The Torah offers no tidy reconciliation. Avraham returns alone.[15] Sarah dies far away in Chevron, and only then does Avraham come to mourn her.[16] Itzchak is absent from both scenes. Later, however, he and Yishmael bury their father together.[17] The family is not restored, yet a thread of obligation endures. This is a truthful hope.

We cannot always mend what has been broken, but we can still choose presence, honour, and restraint. In the language of the Akedah, holiness is often the moment we lower the knife.

Perhaps this is the Akedah's most honest teaching: we can continue even when we cannot fully repair. But we can also choose—as Wilner's Sarah does—to refuse the test, to say "I will not be chosen." Sometimes the most faithful response is resistance.

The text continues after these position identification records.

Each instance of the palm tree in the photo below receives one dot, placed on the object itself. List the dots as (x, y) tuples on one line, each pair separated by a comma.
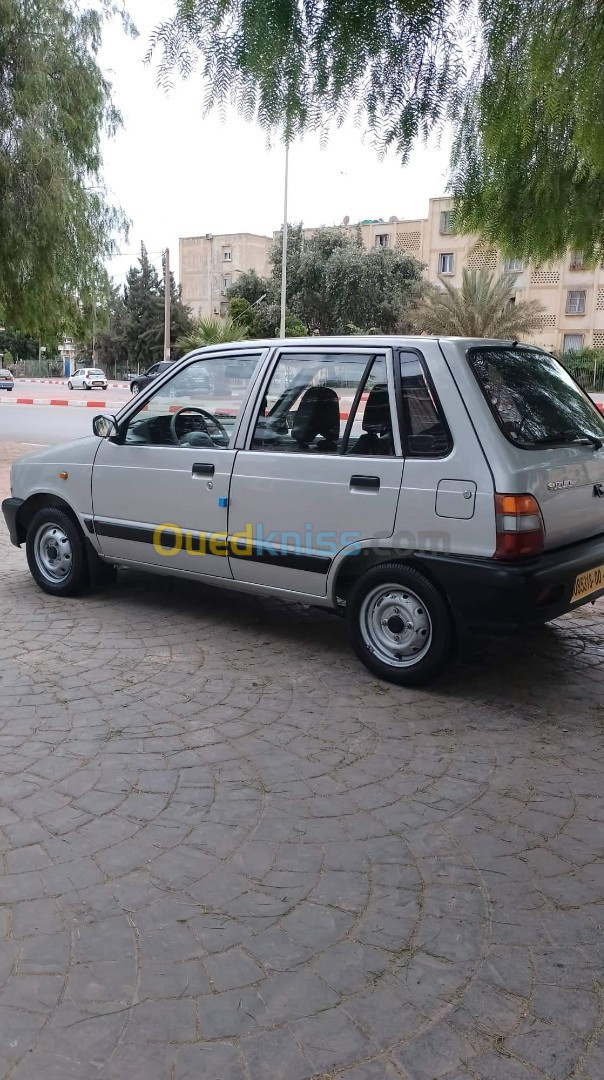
[(483, 307), (212, 332)]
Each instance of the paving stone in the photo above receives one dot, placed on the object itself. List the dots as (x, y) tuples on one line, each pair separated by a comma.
[(210, 1062), (223, 828)]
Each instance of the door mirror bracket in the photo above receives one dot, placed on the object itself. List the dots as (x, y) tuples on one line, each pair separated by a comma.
[(105, 426)]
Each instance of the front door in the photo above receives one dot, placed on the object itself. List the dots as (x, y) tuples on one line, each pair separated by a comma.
[(160, 494), (321, 470)]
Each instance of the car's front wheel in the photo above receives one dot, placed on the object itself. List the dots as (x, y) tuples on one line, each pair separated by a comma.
[(400, 625), (55, 553)]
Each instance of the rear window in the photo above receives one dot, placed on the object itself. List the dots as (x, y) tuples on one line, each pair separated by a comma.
[(534, 399)]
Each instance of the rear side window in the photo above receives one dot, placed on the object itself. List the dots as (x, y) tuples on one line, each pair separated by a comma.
[(425, 431), (533, 397)]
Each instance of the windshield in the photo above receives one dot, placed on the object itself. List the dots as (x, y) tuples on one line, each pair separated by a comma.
[(534, 399)]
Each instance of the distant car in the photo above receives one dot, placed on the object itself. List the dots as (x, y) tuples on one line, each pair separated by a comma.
[(85, 378), (143, 380)]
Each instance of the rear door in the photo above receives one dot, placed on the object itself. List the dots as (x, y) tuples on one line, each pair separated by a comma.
[(321, 468), (548, 432)]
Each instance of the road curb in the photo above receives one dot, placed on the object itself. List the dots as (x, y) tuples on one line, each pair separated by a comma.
[(63, 403)]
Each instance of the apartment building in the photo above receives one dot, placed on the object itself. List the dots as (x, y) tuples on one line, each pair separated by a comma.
[(571, 293), (209, 265)]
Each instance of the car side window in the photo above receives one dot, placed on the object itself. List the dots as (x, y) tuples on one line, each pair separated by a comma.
[(425, 430), (198, 406), (325, 403)]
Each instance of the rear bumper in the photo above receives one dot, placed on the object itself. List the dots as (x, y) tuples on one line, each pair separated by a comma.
[(10, 510), (495, 595)]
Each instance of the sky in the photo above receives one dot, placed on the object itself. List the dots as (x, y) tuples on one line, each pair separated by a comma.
[(178, 173)]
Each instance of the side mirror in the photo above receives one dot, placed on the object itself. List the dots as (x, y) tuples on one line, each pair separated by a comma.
[(105, 427)]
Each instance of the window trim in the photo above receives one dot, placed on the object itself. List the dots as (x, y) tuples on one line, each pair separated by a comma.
[(446, 215), (269, 368), (498, 419), (446, 255), (403, 409), (567, 311), (176, 367), (564, 336)]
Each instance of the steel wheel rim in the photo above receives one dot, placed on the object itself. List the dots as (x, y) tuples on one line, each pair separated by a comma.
[(396, 625), (53, 554)]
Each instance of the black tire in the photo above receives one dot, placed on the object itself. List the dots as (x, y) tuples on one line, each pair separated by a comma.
[(55, 553), (414, 640)]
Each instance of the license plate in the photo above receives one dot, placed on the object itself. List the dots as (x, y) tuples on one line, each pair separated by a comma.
[(588, 582)]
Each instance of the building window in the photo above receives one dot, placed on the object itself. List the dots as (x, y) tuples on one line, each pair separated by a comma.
[(446, 221), (572, 342), (446, 262), (576, 301)]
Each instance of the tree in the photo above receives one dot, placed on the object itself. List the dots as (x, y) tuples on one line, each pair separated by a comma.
[(56, 226), (131, 334), (333, 284), (526, 102), (481, 308), (212, 332)]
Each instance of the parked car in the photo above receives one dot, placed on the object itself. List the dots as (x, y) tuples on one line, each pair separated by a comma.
[(424, 488), (141, 381), (86, 378)]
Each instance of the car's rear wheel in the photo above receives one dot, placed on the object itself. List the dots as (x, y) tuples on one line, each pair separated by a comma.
[(400, 625), (55, 553)]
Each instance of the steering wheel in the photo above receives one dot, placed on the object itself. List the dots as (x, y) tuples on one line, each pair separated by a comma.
[(206, 417)]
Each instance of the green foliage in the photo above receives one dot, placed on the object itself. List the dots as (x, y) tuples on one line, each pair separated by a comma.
[(134, 334), (481, 308), (56, 226), (521, 80), (297, 65), (18, 346), (586, 366), (528, 161), (333, 282), (212, 332)]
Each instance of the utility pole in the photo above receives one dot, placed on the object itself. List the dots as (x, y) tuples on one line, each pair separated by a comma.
[(166, 304), (284, 250)]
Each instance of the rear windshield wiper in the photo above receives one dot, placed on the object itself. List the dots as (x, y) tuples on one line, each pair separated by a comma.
[(569, 436)]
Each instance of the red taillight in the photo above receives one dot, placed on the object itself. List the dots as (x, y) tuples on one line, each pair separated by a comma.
[(520, 526)]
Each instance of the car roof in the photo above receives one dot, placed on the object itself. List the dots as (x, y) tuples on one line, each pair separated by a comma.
[(363, 341)]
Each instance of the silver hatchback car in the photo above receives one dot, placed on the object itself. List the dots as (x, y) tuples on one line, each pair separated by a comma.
[(423, 488), (88, 378)]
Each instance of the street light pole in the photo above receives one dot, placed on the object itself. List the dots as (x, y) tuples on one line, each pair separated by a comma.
[(166, 305), (284, 250)]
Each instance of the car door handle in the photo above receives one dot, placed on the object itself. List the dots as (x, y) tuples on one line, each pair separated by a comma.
[(367, 483)]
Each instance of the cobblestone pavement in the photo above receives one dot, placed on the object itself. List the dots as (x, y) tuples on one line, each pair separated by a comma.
[(229, 852)]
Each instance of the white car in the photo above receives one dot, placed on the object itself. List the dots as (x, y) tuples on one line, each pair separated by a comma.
[(423, 488), (88, 378)]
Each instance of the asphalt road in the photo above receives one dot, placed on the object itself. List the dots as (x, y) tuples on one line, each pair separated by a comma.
[(39, 423), (24, 389)]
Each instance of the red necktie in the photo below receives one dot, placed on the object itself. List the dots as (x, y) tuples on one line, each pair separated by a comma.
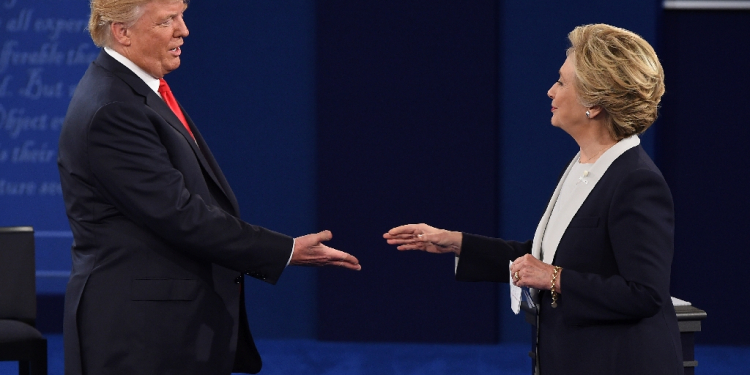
[(166, 94)]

The power of Bibliodrama is that it refuses single interpretations. When we inhabit Avraham, we feel his uncertainty. When we inhabit Itzchak, we feel his betrayal. When we inhabit Sarah, we feel her exclusion. When we sit with the ram, we remember all who are sacrificed for grand narratives they do not understand. When we try to understand God’s reasons, we remain baffled.

The Akedah lays bare the terrible costs of acting without considering impact upon others. It shows how decisions made in isolation—without consulting those most affected, without considering resulting trauma—can shatter families. It reveals the complexity of discerning God's will when voices compete and certainty eludes us.

As we read this parashah, let us honour all voices—spoken and silent, present and absent. Let us ask: What decisions are we making that affect others? Whose voices are we failing to hear? What trauma might result from our actions? Whose voices are we silencing in our certainty?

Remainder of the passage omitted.